AN INTERNATIONAL peer review of the results of stress tests conducted last year on Slovak nuclear power plants was launched on March 26. The review was due to last until March 29, the Slovak Nuclear Regulatory Authority (ÚJD) reported on its website.
This assessment of the safety of the country’s nuclear facilities by an international expert team is a continuation of the stress tests of nuclear power stations in EU member states as well as other countries that voluntarily agreed to take part, that were prompted by the Fukushima disaster in Japan.

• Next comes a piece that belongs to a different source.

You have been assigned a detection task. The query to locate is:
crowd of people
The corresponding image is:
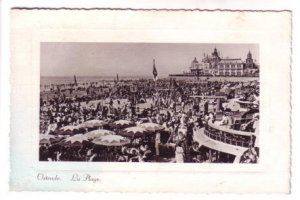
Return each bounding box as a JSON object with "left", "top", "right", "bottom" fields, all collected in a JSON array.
[{"left": 40, "top": 77, "right": 259, "bottom": 163}]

The team of experts evaluating the results of Slovakia’s stress tests was created by the European Commission and consists of experts from Bulgaria, Lithuania, France, Hungary and Italy. It is led by Oskar Grözinger from Germany.
The task of the experts is to check the results which Slovakia set out in its National Report on Stress Tests for Nuclear Power Plants in Slovakia. Within the assessment process the international team got the opportunity to see some of the measures implemented at the site of the nuclear power plant in Mochovce.
The visit will result in an evaluation report based on the experts’ assessment of the stress test results in Slovakia.
The on-site international assessments in individual countries follow sessions involving expert teams held in Luxembourg in February, at which 17 countries operating nuclear power plants presented the results of the stress tests in their countries.
Slovakia's dominant electricity producer, Slovenské Elektrárne, operates two nuclear power plants, each with two reactors, in Jaslovské Bohunice and Mochovce. SE is constructing two additional reactor in Mochovce and these were also assessed as part of the stress tests.